Sandefur reads the Ninth Amendment as an affirmative protection of unenumerated rights -- surely not all unenumerated rights, like duck hunting, so a question for another time may be which rights in particular are affirmatively protected and, possibly more importantly, who decides.
At the outset, I should note that to the extent Sandefur's previous post said (and it did) "there is nothing politically wrong with asking this question" (emphasis supplied), he's absolutely right. I bring this up because he characterizes my argument in the previous post to be that "it's not fair" that Scalia was treated unprofessionally by some punk. That's not really what I was getting at. As I tried to make clear, what prompted me to write was Sandefur's conflation of "a bad idea" with "unconstitutional."
To wit: Anything not mentioned in the constitution is "a legitimate state interest," in the passage reproduced above. Here, the distinction may be more difficult (which is a shame, based on how well we're doing otherwise).
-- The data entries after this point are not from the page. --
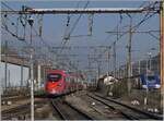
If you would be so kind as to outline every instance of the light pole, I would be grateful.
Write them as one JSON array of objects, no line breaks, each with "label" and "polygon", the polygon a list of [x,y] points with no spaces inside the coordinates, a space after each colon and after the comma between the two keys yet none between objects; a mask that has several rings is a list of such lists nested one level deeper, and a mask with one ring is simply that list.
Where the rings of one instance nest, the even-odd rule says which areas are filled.
[{"label": "light pole", "polygon": [[32,16],[27,20],[31,26],[31,120],[34,121],[34,74],[33,74],[33,47],[32,47],[32,28],[34,24],[34,20]]}]

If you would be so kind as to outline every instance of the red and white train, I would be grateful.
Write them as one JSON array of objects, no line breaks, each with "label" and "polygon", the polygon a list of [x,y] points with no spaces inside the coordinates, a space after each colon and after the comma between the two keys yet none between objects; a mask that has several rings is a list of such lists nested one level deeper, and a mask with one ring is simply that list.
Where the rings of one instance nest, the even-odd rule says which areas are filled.
[{"label": "red and white train", "polygon": [[82,89],[82,82],[77,76],[62,70],[48,70],[45,90],[48,95],[62,95],[77,89]]}]

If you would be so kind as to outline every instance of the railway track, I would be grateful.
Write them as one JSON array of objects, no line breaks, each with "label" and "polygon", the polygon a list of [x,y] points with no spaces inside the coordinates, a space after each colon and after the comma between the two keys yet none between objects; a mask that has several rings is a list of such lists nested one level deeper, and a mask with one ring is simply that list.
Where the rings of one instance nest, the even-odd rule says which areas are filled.
[{"label": "railway track", "polygon": [[21,105],[2,111],[2,120],[11,120],[13,118],[24,120],[25,116],[31,111],[31,104]]},{"label": "railway track", "polygon": [[60,99],[50,100],[54,109],[58,112],[61,120],[92,120],[93,118],[82,110],[73,107],[67,101]]},{"label": "railway track", "polygon": [[[35,109],[42,107],[44,101],[40,100],[36,100],[35,101]],[[1,116],[2,116],[2,120],[12,120],[12,119],[16,119],[16,120],[25,120],[25,119],[30,119],[30,113],[31,113],[31,102],[26,102],[23,105],[19,105],[16,107],[13,108],[9,108],[5,110],[1,111]]]},{"label": "railway track", "polygon": [[141,110],[138,110],[133,107],[127,106],[125,104],[115,101],[113,99],[103,97],[98,94],[89,94],[87,96],[106,105],[107,107],[112,108],[113,110],[117,110],[119,113],[121,113],[125,118],[127,118],[128,120],[140,120],[140,119],[147,119],[147,120],[162,120],[162,117],[152,114],[152,113],[148,113]]}]

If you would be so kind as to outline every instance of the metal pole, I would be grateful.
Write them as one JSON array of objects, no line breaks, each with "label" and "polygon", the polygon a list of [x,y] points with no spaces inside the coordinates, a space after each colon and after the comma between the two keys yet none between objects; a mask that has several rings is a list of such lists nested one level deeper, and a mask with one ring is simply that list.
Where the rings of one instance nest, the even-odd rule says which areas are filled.
[{"label": "metal pole", "polygon": [[150,53],[150,72],[152,71],[152,56]]},{"label": "metal pole", "polygon": [[8,87],[10,88],[10,70],[8,70],[8,82],[9,82],[9,84],[8,84]]},{"label": "metal pole", "polygon": [[28,24],[31,25],[31,120],[34,121],[34,62],[33,62],[33,52],[34,49],[32,47],[32,28],[33,28],[34,20],[32,17],[28,19]]},{"label": "metal pole", "polygon": [[7,52],[7,49],[8,49],[8,41],[5,40],[5,45],[4,45],[4,53],[5,53],[5,61],[4,61],[4,90],[7,90],[7,85],[8,85],[8,81],[7,81],[7,74],[8,74],[8,62],[7,62],[7,59],[8,59],[8,52]]},{"label": "metal pole", "polygon": [[130,96],[131,92],[131,37],[132,37],[132,17],[128,14],[130,17],[130,26],[129,26],[129,39],[128,39],[128,96]]},{"label": "metal pole", "polygon": [[110,48],[108,48],[108,58],[107,58],[107,59],[108,59],[108,64],[107,64],[107,75],[108,75],[108,76],[109,76],[109,58],[110,58],[110,57],[109,57],[109,56],[110,56],[110,52],[109,52],[109,51],[110,51]]},{"label": "metal pole", "polygon": [[21,87],[23,86],[23,59],[21,64]]},{"label": "metal pole", "polygon": [[116,76],[116,41],[114,43],[114,76]]},{"label": "metal pole", "polygon": [[164,95],[164,0],[160,5],[160,78],[161,78],[161,109],[163,109],[163,95]]}]

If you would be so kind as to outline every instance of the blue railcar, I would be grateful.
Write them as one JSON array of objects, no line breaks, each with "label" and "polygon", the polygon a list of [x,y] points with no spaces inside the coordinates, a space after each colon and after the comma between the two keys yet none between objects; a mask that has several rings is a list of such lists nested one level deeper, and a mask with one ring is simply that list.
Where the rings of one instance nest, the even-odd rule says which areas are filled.
[{"label": "blue railcar", "polygon": [[153,74],[153,75],[141,74],[140,78],[141,78],[143,88],[160,88],[161,87],[160,76],[157,74]]}]

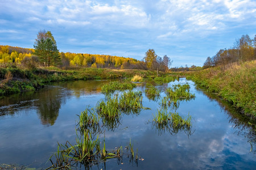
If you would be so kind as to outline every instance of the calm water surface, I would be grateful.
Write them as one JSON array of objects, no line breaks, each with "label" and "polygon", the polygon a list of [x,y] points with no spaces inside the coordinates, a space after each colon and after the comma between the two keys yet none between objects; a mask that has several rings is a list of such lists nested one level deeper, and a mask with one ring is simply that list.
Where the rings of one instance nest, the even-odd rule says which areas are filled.
[{"label": "calm water surface", "polygon": [[[36,92],[0,97],[0,164],[17,164],[31,168],[51,165],[48,159],[56,151],[57,142],[75,143],[75,127],[81,112],[104,99],[101,87],[108,81],[55,83]],[[134,90],[143,94],[143,110],[138,116],[123,114],[114,129],[100,134],[108,150],[127,146],[131,139],[138,148],[138,164],[117,159],[92,167],[98,169],[253,169],[256,167],[255,135],[247,121],[228,104],[195,88],[193,83],[180,81],[156,87],[187,82],[196,98],[180,102],[180,114],[192,117],[192,133],[171,134],[151,123],[159,109],[158,101],[144,95],[144,86]],[[253,146],[252,150],[251,146]],[[84,167],[82,168],[84,169]]]}]

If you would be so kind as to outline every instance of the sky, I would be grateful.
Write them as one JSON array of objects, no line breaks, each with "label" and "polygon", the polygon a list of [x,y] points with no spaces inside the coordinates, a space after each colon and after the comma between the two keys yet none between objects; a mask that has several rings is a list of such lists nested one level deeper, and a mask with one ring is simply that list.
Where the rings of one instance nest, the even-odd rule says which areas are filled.
[{"label": "sky", "polygon": [[60,52],[141,60],[149,49],[171,67],[207,57],[256,34],[255,0],[0,0],[0,45],[33,48],[40,31]]}]

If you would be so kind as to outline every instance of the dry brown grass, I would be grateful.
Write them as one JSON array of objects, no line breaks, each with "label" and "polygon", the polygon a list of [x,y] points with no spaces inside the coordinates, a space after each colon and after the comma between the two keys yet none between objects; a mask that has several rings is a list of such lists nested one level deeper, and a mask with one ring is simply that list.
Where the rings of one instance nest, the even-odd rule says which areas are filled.
[{"label": "dry brown grass", "polygon": [[13,76],[10,71],[8,71],[6,73],[5,76],[5,79],[0,81],[0,86],[2,87],[5,84],[7,83],[9,81],[13,79]]}]

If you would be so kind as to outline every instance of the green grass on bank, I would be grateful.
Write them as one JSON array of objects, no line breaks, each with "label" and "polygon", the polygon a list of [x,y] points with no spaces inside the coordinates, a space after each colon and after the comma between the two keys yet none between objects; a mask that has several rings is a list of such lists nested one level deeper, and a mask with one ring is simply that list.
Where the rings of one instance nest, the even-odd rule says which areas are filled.
[{"label": "green grass on bank", "polygon": [[256,118],[256,61],[232,63],[200,71],[187,73],[187,79],[217,93],[240,108],[246,114]]}]

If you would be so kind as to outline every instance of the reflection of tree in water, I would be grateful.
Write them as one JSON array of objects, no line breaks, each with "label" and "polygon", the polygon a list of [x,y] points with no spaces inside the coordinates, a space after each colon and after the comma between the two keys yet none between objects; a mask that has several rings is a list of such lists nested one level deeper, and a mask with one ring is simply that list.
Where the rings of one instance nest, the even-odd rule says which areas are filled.
[{"label": "reflection of tree in water", "polygon": [[61,102],[64,101],[65,98],[63,95],[64,94],[61,94],[60,89],[53,88],[38,96],[37,112],[43,125],[54,125],[59,116]]},{"label": "reflection of tree in water", "polygon": [[72,90],[73,94],[77,98],[80,97],[81,95],[100,94],[101,91],[101,86],[103,84],[102,81],[83,81],[78,80],[71,82],[55,82],[53,85],[61,85],[62,87]]},{"label": "reflection of tree in water", "polygon": [[229,122],[236,130],[238,135],[241,134],[247,139],[252,150],[256,154],[256,122],[250,119],[241,113],[237,108],[227,101],[221,100],[217,95],[213,93],[203,91],[204,94],[211,101],[217,101],[221,108],[229,116]]}]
True, Scalia dissents in terms of whether the constitution of the United States allows a state to outlaw or regulate particular conduct, and a short answer to that may be under the constitution, something is left to the states. That's because he and the Court have jurisdiction to decide that queston, not whether, the matter being free of constitutional stricture, the state should act. (At least, Scalia and I argue the Court has no such jurisdiction, the people do; and that may be the crux of the problem here.)
We can peer into Scalia's character for clues whether he would support a law against homosexual sex or not, as I wouldn't and Sandefur wouldn't, and Sandefur is free to, but it strikes me as unnecessary. All a Justice of the Supreme Court has the power to do is to decide, in concert with other Justices, whether the federal constitution prohibits the state action at issue. Where we seem to part is that I am comfortable with the idea that if the constitution does not prohibit something, all is not lost. There doesn't have to be a catch-all clause in the Bill of Rights, Ninth Amendment, Fourteenth or elsewhere, prohibiting laws that aren't good ideas. There are other ways to govern ourselves, and better ways to change bad laws.
I'll dispense with my "frivolous" argument, because it's not that big a deal, except to note that I think it's fundamental that our first recourse should be to the political process, which is a distinctly minority position lately, you may have noticed.
Mr. Justice Scalia is a big boy and probably doesn't need me to defend his feelings, but I wasn't, as I hope is clearer now. His view that where the constitution is silent you need to look elsewhere for guidance, prohibition, regulation, revelation, whatever does not mean that anything not menioned in the constitution is fair game for "armed agents of the state" to run around enforcing. The country needs to disentangle itself from the notion the constitution of the United States is full of every good thing and a balm against every bad thing the human mind can conceive and legislate against. That's it's own kind of tyranny.